What is the "data label" function in x86 assembler?

I am currently studying assembly programming, following the Kip Irvine book on x86 assembly programming.

In the book, the authors try to explain the concept of data label

The data label identifies the location of the variable, providing a convenient way to reference the variable in code. For example, defines a variable called count:

 count DWORD 100 

Assembler assigns a numeric address for each label.

So, my understanding of what the data label does: the data label count is a variable that contains a numerical value, where the numerical value is a location in memory. When I use count in my code, I actually use the value contained in this place in memory, in this case 100.

Do I understand the data label correctly? If this is somewhat incorrect, can someone please point out the error?

+5
source share
1 answer

Shortcuts are a symbolic way to write memory addresses, nothing more, nothing more. The shortcut itself does not take up space, and this is just a convenient way to let you later refer to this place in memory.

(Well, they can also be converted to characters in the object file to allow numerical addresses to be computed at the time of reference rather than at build time. But for labels defined and mentioned in a single file, this additional complexity is mostly invisible, see below about addresses that are bind time constants, not build time.)

eg.

 ; NASM syntax, but the concepts apply exactly to MASM as well ; For MASM, you may need BYTE PTR or whatever size overrides in loads. section .rodata ; or section .data if you want to be able to store here, too. COUNT: db 0x12 FOO: db 0 BAR: dw 0x80FF ; same as db 0xff, 0x80 

A 4-byte load, such as mov eax, [COUNT] , will get 0x80FF0012 (since x86 is not very similar).

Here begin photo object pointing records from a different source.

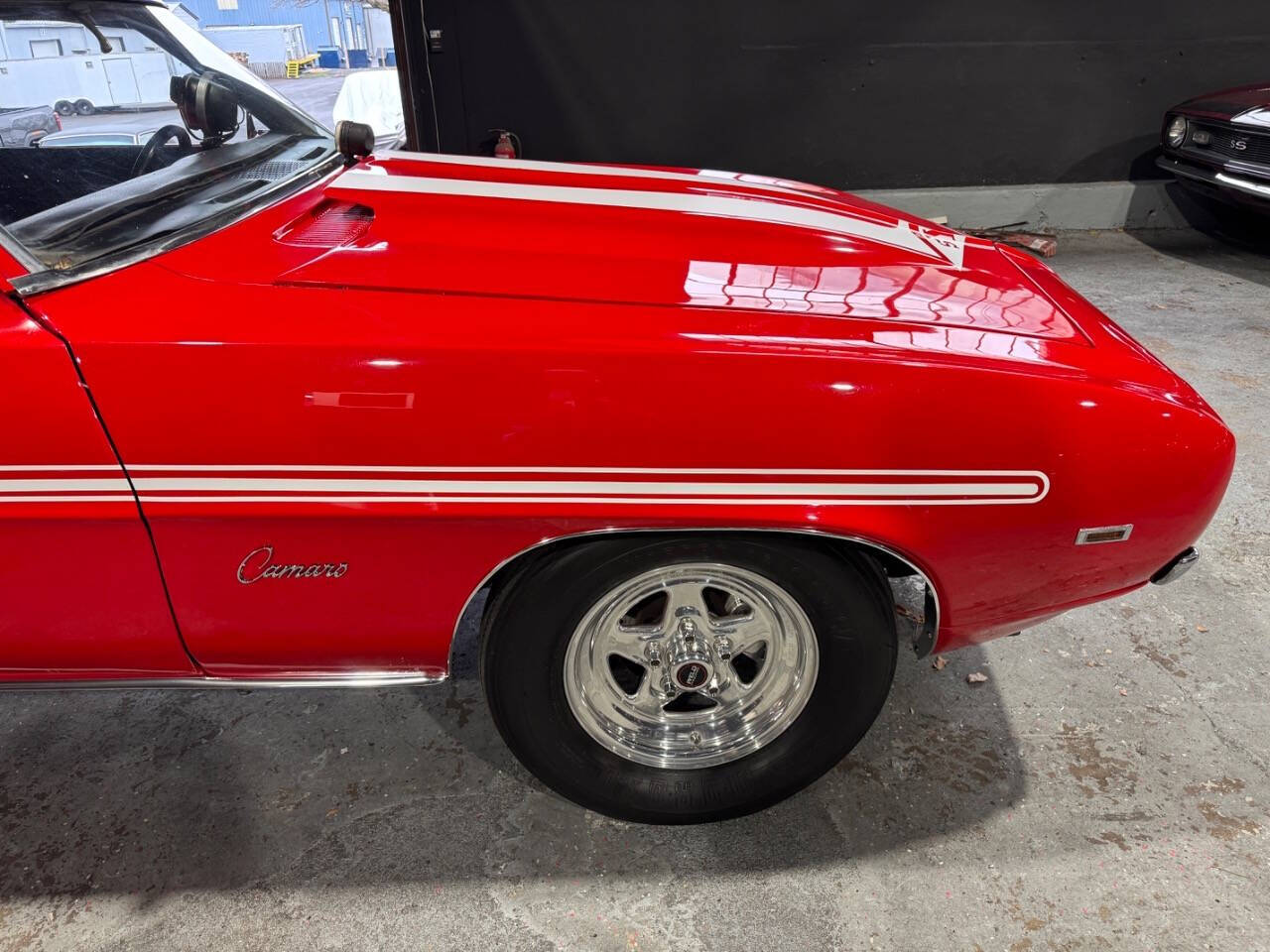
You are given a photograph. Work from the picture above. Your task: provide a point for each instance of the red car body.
(295, 448)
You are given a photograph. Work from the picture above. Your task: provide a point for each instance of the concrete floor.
(1105, 788)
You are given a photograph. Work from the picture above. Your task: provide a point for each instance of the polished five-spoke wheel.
(688, 678)
(690, 665)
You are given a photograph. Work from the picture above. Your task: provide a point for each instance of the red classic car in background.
(1218, 145)
(276, 416)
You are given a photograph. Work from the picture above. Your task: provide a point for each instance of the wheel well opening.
(908, 588)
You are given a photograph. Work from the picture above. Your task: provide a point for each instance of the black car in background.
(1219, 145)
(26, 126)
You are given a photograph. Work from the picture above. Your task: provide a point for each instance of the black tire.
(530, 621)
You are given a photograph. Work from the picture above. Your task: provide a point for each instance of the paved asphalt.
(1106, 788)
(314, 93)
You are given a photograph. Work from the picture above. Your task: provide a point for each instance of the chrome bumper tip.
(1178, 567)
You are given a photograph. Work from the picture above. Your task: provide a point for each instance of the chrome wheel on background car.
(690, 665)
(688, 678)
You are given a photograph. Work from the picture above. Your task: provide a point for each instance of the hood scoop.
(330, 223)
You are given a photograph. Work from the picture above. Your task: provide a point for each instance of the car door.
(238, 403)
(80, 590)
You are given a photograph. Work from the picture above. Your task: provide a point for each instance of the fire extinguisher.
(508, 145)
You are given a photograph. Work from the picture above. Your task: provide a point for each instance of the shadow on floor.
(153, 792)
(1230, 240)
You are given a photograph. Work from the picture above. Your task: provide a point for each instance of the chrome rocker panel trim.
(358, 679)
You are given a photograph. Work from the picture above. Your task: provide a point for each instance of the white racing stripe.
(702, 177)
(734, 488)
(799, 216)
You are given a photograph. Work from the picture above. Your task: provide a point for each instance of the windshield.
(185, 136)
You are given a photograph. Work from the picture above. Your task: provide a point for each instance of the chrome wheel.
(690, 665)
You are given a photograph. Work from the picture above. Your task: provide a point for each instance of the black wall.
(847, 94)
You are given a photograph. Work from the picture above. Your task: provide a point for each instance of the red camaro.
(275, 416)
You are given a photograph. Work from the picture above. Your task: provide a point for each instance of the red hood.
(658, 236)
(1229, 104)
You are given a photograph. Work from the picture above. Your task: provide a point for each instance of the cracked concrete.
(1107, 785)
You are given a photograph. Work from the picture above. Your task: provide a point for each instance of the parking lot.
(314, 93)
(1106, 787)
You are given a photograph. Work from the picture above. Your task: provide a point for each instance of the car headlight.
(1176, 132)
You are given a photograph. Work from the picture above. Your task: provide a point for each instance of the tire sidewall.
(524, 665)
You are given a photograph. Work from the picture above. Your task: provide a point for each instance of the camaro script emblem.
(259, 563)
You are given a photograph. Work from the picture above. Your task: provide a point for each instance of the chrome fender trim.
(928, 635)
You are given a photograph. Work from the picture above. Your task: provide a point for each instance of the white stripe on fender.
(572, 486)
(799, 216)
(702, 177)
(729, 488)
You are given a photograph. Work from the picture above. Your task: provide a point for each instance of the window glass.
(137, 167)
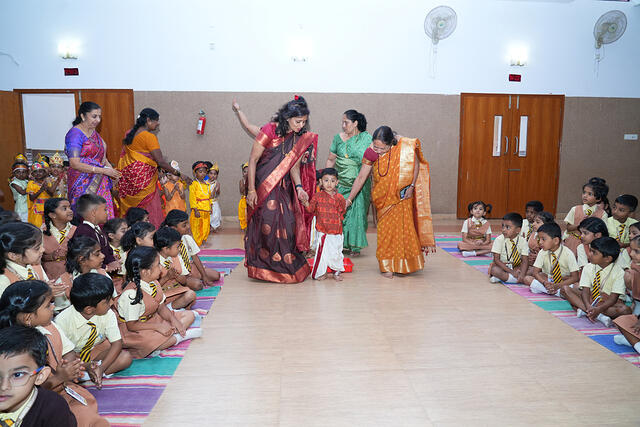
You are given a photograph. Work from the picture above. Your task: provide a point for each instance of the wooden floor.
(441, 347)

A 2-byte load from FOO , like mov cx, [FOO] , will get 0xFF00.

In fact, you can use overlapping loads from a constant this way, for example. with strings where some are substrings of others. For null-terminated strings, this way you can combine only common suffixes into a single repository.


Now does this mean COUNT is a 4-byte variable or a 1-byte variable? No no. Assembler language does not actually have "variables".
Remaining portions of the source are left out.